Sumur tersebut berjarak sekitar 5 km di sebelah timur proyek gas-ke-listrik Malampaya, satu-satunya sumber gas alam asli Filipina, dengan eksplorasi juga sedang dilakukan di prospek terdekat di dalam blok tersebut. Proyek ini dioperasikan oleh konsorsium Service Contract 38, sebuah usaha lokal yang dipimpin oleh Prime Energy bekerja sama dengan UC38, PNOC Exploration Corporation, dan Prime Oil and Gas Inc.

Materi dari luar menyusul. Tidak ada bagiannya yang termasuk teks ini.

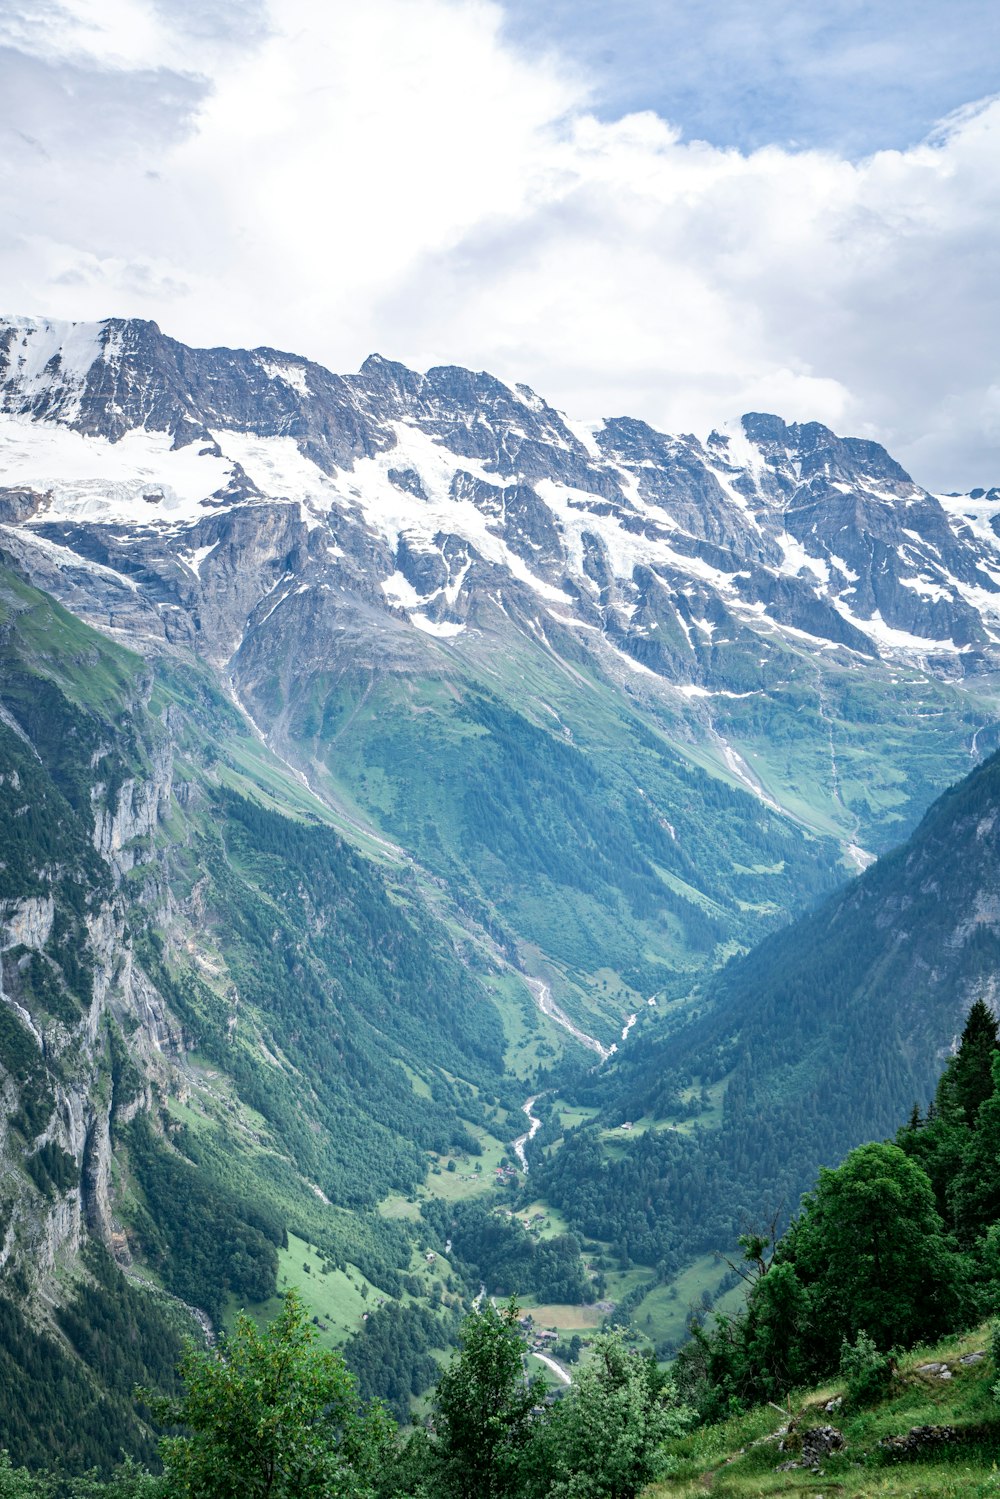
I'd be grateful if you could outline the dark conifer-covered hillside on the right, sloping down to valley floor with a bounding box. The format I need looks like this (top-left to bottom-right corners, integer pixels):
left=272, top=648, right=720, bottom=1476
left=532, top=743, right=1000, bottom=1319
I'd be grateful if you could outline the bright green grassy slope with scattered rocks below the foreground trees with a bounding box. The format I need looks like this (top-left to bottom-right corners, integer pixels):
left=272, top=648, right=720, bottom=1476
left=643, top=1328, right=1000, bottom=1499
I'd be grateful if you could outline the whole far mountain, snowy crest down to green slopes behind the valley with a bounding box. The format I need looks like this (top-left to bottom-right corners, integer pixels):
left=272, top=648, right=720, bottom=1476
left=0, top=319, right=1000, bottom=1043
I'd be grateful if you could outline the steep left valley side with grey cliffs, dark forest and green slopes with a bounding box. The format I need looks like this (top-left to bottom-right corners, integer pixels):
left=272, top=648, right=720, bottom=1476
left=0, top=559, right=517, bottom=1466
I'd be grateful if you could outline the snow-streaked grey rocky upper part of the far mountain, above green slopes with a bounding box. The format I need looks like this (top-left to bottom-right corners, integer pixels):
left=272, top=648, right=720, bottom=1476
left=0, top=319, right=1000, bottom=690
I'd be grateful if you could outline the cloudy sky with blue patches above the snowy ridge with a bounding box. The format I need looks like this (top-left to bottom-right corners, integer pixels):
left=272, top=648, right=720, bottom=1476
left=0, top=0, right=1000, bottom=490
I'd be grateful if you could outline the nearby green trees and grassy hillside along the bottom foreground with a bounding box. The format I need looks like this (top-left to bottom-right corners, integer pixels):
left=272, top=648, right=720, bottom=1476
left=9, top=1001, right=1000, bottom=1499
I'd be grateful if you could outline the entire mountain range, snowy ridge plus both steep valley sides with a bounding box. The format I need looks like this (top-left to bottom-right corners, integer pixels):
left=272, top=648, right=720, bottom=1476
left=0, top=319, right=1000, bottom=1462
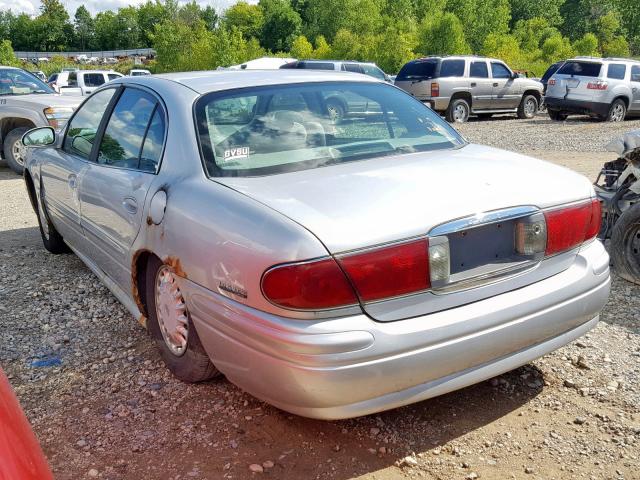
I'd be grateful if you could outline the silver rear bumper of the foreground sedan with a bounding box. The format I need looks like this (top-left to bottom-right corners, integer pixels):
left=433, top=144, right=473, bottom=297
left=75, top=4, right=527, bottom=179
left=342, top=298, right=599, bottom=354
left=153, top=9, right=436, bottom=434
left=181, top=241, right=610, bottom=419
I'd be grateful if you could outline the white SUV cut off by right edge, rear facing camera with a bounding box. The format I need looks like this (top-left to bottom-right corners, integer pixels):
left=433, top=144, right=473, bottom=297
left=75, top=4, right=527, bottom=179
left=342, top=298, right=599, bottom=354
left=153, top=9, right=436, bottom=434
left=545, top=57, right=640, bottom=122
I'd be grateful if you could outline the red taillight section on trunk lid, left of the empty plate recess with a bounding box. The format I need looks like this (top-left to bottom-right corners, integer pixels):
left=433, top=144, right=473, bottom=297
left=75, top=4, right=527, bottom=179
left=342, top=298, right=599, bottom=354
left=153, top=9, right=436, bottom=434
left=338, top=239, right=430, bottom=302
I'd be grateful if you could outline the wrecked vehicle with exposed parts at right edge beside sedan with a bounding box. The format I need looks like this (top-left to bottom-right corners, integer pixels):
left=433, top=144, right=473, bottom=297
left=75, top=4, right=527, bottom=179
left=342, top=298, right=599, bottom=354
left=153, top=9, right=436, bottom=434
left=595, top=130, right=640, bottom=284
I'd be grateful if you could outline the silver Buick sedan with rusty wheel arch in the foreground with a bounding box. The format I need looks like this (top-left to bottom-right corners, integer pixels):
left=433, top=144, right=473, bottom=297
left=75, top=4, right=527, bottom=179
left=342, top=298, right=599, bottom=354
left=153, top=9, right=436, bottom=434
left=23, top=70, right=610, bottom=419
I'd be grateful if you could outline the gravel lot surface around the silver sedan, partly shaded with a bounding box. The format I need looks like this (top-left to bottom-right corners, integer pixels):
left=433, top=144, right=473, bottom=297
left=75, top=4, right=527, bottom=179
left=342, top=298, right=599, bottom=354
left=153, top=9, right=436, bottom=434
left=0, top=114, right=640, bottom=480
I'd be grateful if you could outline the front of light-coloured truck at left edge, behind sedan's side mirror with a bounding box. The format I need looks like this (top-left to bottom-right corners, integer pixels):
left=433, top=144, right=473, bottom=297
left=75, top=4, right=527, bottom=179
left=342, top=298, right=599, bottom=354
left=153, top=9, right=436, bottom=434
left=0, top=66, right=83, bottom=174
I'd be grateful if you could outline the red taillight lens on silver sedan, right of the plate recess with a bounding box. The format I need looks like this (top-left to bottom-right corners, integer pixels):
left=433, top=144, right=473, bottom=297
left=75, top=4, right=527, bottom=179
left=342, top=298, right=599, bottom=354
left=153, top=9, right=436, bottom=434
left=544, top=199, right=601, bottom=255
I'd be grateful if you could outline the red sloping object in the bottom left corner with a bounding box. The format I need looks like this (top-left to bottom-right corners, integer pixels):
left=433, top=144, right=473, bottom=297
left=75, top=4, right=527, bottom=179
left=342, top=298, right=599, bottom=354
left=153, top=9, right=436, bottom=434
left=0, top=369, right=53, bottom=480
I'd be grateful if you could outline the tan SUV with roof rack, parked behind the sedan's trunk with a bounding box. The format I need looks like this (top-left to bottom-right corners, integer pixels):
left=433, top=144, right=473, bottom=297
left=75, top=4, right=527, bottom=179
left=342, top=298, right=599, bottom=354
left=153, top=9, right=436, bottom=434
left=395, top=56, right=543, bottom=122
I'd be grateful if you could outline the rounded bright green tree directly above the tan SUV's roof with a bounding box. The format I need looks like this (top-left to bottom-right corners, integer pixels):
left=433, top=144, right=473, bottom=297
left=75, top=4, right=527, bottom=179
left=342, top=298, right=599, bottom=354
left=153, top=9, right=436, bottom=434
left=417, top=12, right=471, bottom=55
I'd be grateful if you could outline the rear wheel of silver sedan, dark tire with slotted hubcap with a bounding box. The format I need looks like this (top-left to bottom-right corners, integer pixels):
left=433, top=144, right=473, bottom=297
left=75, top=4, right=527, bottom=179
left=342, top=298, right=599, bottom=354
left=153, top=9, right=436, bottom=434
left=145, top=256, right=220, bottom=383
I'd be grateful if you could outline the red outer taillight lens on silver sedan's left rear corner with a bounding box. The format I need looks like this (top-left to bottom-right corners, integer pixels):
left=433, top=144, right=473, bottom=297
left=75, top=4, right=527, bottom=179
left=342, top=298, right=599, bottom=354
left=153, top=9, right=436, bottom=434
left=262, top=258, right=358, bottom=310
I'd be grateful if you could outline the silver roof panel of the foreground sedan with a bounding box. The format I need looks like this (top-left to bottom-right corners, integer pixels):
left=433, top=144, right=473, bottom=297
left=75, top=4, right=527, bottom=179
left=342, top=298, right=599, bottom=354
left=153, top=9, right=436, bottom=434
left=149, top=69, right=382, bottom=93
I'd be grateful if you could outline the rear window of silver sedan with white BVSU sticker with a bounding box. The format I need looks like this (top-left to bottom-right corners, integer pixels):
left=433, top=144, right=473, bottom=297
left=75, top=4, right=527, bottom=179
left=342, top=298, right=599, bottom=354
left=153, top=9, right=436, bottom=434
left=195, top=82, right=464, bottom=176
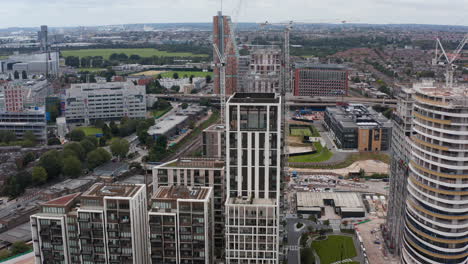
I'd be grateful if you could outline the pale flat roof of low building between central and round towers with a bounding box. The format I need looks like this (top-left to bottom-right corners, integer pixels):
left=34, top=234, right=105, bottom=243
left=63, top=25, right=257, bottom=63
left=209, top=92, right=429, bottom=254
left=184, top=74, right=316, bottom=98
left=296, top=192, right=365, bottom=211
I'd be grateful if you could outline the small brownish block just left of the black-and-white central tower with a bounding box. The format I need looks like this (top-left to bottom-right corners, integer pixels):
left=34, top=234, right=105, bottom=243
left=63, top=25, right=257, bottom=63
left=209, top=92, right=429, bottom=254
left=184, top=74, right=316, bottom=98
left=202, top=124, right=226, bottom=159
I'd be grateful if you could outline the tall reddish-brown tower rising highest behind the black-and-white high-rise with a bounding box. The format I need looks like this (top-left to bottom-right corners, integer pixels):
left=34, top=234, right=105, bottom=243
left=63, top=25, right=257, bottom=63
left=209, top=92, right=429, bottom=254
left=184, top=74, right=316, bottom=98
left=213, top=12, right=239, bottom=96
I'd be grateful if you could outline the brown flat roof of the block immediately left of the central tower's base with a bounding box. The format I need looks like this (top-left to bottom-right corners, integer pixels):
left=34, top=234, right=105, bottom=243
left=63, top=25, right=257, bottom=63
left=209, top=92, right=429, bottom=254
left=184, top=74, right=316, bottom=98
left=152, top=186, right=211, bottom=200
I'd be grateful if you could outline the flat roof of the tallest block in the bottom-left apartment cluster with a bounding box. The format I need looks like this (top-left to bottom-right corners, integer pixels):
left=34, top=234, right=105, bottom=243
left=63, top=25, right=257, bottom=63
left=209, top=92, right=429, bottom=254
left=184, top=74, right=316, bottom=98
left=82, top=183, right=142, bottom=198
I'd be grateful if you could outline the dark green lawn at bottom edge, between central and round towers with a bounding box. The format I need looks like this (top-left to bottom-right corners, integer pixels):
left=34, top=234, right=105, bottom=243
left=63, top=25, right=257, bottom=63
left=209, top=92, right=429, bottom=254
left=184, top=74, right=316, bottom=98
left=312, top=236, right=357, bottom=264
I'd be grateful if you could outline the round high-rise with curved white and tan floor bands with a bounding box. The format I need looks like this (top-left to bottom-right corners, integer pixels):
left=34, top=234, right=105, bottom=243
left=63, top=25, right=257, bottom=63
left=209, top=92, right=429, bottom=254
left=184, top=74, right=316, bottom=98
left=401, top=85, right=468, bottom=264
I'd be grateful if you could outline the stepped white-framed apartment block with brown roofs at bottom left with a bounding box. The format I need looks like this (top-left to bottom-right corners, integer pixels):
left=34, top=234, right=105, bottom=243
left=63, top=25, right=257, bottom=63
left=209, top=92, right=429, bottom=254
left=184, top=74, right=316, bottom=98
left=31, top=183, right=150, bottom=264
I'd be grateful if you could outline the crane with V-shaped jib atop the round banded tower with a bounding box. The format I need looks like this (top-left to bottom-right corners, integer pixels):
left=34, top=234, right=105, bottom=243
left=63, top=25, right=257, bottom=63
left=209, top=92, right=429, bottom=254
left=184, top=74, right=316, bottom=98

Filipina, negara dengan 110 juta penduduk yang memiliki jaringan listrik paling bergantung pada batu bara di Asia Tenggara, berupaya meningkatkan penggunaan gas dan energi terbarukan untuk pembangkit listrik guna memenuhi permintaan yang meningkat. Menurut data pasar dan pemerintah, Filipina diperkirakan akan mencatat penurunan produksi listrik tenaga batu bara untuk pertama kalinya dalam 17 tahun pada tahun 2025, karena meningkatnya pembangkit listrik tenaga gas alam cair.
“Selain gas alam, penemuan ini juga mencakup kondensat, bahan bakar cair bernilai tinggi. Sumber daya tambahan ini dapat membantu mendukung upaya pemerintah untuk menstabilkan pasokan listrik kita,” kata Marcos.
Pada tahun 2023, Marcos menandatangani perjanjian yang memperpanjang kontrak produksi untuk blok gas alam Malampaya selama 15 tahun dan mengizinkan operator untuk mengebor sumur baru karena berupaya meningkatkan produksi, yang telah menurun.
Sebelum penemuan ini, para ahli memperkirakan ladang tersebut akan kering pada tahun 2027. Negara Asia Tenggara ini telah membuka pintunya untuk impor gas alam cair, memastikan kelanjutan operasi pembangkit listrik tenaga gas yang ada.